Circa 1890. The new Utopia, or Utah epitomized: a brief compendium of the resources, attractions, advantages, possibilities, mineral, industrial and agricultural, of Utah and her capital.
The 18-page volume gives an over-the-top description of the virtues and beauties of Utah. Among the virtues are minerals to be mined and hot springs to bathe in.
1913. Salt Lake City and the State of Utah.

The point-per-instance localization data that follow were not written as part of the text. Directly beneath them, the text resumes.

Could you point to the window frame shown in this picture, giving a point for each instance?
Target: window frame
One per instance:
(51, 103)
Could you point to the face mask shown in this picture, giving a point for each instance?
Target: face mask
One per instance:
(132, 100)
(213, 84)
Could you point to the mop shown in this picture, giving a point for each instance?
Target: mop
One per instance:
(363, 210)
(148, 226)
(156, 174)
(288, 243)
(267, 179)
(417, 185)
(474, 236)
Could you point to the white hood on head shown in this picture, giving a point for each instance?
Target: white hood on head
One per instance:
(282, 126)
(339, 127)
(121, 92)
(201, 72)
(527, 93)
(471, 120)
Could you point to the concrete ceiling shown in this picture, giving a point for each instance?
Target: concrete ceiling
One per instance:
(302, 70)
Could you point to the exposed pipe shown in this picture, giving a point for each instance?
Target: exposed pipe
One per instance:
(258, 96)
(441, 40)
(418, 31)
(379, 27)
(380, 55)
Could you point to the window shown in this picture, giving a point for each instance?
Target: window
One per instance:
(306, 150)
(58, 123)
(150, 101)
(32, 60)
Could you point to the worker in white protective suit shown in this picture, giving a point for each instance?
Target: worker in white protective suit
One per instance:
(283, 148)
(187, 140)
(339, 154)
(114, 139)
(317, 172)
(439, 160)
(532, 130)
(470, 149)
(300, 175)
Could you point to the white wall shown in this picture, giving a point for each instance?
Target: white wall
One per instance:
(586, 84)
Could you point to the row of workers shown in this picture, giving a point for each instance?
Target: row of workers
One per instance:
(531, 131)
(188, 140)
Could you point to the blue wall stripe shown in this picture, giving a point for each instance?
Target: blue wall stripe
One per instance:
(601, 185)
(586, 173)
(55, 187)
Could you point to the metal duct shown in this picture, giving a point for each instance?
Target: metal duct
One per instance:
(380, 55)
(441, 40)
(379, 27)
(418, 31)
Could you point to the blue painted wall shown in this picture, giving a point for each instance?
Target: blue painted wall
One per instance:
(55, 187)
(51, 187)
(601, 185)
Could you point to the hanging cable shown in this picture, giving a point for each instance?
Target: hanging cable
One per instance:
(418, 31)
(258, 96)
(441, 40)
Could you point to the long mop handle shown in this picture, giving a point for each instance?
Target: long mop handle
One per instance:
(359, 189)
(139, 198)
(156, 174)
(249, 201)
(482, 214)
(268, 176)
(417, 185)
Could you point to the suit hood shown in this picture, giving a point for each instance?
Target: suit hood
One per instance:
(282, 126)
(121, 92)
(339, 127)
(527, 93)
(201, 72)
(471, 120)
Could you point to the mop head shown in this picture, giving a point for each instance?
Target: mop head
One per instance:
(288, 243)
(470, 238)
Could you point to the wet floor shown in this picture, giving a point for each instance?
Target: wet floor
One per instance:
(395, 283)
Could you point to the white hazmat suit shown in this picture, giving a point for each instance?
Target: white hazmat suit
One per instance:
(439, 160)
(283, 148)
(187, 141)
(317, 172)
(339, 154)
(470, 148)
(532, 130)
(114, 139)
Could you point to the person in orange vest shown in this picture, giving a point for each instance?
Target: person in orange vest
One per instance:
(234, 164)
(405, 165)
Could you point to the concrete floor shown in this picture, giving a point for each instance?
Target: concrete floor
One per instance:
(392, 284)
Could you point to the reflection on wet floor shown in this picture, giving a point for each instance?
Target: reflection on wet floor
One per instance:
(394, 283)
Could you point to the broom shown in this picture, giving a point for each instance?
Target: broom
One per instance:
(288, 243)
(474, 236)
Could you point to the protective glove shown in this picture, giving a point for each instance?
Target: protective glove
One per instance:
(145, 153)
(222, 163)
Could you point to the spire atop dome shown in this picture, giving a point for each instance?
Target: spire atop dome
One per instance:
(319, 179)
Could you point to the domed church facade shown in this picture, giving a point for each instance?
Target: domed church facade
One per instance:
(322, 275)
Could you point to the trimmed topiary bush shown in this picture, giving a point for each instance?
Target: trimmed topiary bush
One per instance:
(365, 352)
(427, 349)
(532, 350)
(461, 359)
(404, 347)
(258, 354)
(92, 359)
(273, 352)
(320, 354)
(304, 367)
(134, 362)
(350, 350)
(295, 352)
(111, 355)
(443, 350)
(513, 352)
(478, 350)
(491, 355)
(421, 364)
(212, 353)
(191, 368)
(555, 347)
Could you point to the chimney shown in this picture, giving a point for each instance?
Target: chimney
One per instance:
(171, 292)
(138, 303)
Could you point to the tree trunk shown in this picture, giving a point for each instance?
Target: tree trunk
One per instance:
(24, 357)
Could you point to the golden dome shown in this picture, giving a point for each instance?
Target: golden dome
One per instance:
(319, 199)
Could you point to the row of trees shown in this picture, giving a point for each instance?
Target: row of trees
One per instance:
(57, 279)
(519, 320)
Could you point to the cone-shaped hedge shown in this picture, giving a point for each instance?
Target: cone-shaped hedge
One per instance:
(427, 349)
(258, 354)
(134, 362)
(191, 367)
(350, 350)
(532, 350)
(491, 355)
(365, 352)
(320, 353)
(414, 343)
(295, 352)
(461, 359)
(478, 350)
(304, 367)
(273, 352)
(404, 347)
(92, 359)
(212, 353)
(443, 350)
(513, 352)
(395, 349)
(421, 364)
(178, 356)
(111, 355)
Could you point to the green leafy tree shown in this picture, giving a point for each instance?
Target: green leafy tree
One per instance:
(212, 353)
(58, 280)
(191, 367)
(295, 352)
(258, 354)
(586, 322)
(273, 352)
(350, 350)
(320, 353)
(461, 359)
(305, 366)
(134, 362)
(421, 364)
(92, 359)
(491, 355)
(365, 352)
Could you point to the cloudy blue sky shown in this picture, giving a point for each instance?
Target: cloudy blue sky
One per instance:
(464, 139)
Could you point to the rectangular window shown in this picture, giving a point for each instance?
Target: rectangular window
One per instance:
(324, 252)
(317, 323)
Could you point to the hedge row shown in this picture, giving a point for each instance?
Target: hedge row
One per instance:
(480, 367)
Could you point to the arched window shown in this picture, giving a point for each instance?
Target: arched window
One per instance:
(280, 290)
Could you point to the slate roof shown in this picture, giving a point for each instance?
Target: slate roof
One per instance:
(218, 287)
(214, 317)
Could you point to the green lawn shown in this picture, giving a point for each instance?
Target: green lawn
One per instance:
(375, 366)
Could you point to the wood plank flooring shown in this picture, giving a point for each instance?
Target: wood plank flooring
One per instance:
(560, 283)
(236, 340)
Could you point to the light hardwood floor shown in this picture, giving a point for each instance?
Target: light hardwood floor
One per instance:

The slick and colorful magazine was published by Sunset Magazine for its Homeseekers’ Bureau of Information and showcases everything from outdoor recreation, to farming, to mining jobs and education. The 48-page piece begins with: “Salt Lake City and Utah are good places to visit and good places in which to live. They have been called peculiar. They are peculiar in this, that their people combine contentment with the courage, optimism and progressiveness that have created the great West; with the spirit that has wrung millions from the granite hills, made homes in the wilderness, built great cities and the deserts into gardens.”
1913. As I Remember Them.
The Salt Lake Commercial Club published C.C. Goodwin’s memoir, which highlights his time as editor of the Tribune, and highlighted the movers and shakers of the day that he had met over the years.
1914. Salt Lake Commercial Club Bulletin No. 1. Alkali and Water-logged lands.
The purpose of the Club’s first bulletin was to encourage the development of land between Salt Lake City and the Great Salt Lake. The bulletin envisioned a drainage system and reclamation of about 50,000 acres of land west of the city. In some measure, this vision has been fulfilled with the development of the Salt Lake City International Airport, nearby commercial and industrial enterprises, and a new state prison planned for the region.
1923. Come to Salt Lake City, the Center of Scenic America.
The brochure was part of the Chamber’s effort to make Salt Lake the center of a “See America First Campaign.” There was a large map with circles radiating from Salt Lake to western national parks (and future national parks) and other points of interest.
1929. Salt Lake City — Seven Days in and around “The Center of Scenic America.”
This provided information and pictures illustrating Salt Lake City and environs, with maps of Salt Lake City and national parks: Zion, Bryce Canyon and the Grand Canyon. Also included was a list of hotels and rates.
The most expensive was Hotel Utah; double rooms with bath — $5 a night. If you didn’t need a bath, most hotels started at $1.00 a night for a single room.